We went further by including a fourth verse as a control, one that referred only to individual piety: the injunction not to use unwholesome words (Ephesians 4:29). Here all groups—no matter their racial category—strongly agreed with the Bible verse imploring Christians not to use unwholesome words. White practicing Christians agreed with the Bible exactly as other Christians when the verse did not ask about showing favor to groups other than their own.

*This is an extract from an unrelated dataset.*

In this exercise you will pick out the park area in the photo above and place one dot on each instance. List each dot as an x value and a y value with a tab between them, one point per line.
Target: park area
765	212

We found this pattern over and over again: White practicing Christians differed from Christians of other racial groups and from non-Christian whites whenever the topic was race. For example, white practicing Christians are twice as likely as other whites to say “being white” is important to them and twice as likely as other whites to say they feel the need to defend their race. Through extensive statistical analyses, we found that two-thirds of practicing white Christians are following, in effect, a religion of whiteness. They repeatedly placed being white ahead of being Christian; the findings were not explained away by political affiliation, location, age, education, income, gender, or other factors.”

How did we sink so low?

We went from Ronald Reagan, a B-grade actor who wasn’t an intellectual heavyweight but who could follow a (dreadful) script to the most recent iteration, an entitled, lying reality TV star who cheated his way through life and apparently had others doing the work (but getting none of the credit) for his few accomplishments (college degrees, books, etc.). 

How did we sink so low?

I am through venting and am willing to be grateful for the good we do have, and thankful for our blessings. We have the House Select Committee, and I am truly grateful for their work. They are writing the history, something we failed to do after the Civil War which led to the “Lost Cause” narrative which exists more than 150 years later. We have individuals who step up to the plate, meeting needs and supporting those most in need. We still have a somewhat free press and freedom of speech. We are losing the line between state and religion, and I expect to one day see a  de jure theocracy in the USA, not just de facto as we have now. 

On that note, y’all have a happy holiday.